A Question Of Semantics

Colin Powell is now stating that Iraq is in the midst of a “civil war”. Technically, it isn’t since there aren’t two sides which hold territory involved in the fighting. However, that’s a mere technicality. The government of Prime Minister al-Maliki has been unable to control the sectarian violence in Iraq, and the results have been bloody. There’s little doubt that Iraq is in a state of complex humanitarian emergency and extreme secular violence. Whether that amounts to a civil war or not isn’t particularly relevant — in any event it requires a strong response.

It’s helpful that the US is moving approximately 2,700 more troops into Baghdad to keep law and order, but that will probably not be enough to do much more than make a dent in the death toll in that city. Instead, the US should “go native” in Iraq and do whatever it takes to stem the violence in the short term and get Iraq self-sustaining on the long term.

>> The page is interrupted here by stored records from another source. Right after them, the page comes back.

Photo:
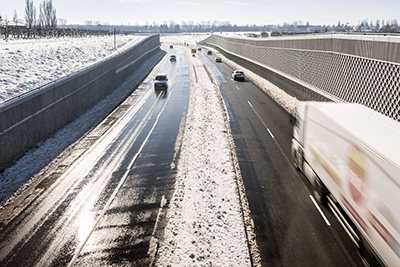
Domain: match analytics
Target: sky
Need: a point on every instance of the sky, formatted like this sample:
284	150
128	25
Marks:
240	12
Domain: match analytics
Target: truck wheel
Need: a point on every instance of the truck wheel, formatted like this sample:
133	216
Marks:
319	191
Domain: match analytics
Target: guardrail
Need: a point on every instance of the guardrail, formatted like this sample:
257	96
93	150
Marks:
26	120
360	69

Whatever we do will involve compromises, some of them painful. However, we have to win this thing, and we cannot do that if we’re unwilling to adapt. Our first step has to be to stem the violence in Baghdad — by whatever means at our disposal. Only then can the long-term process of rebuilding and democratizing continue.

Whether or not Iraq is in a true state of “civil war” doesn’t matter all that much now — what matters is whether we abandon our commitments to the people of Iraq and our democratic values, or whether we have the fortitude to see things through. Our enemies are watching, and we dare not send the wrong message to them.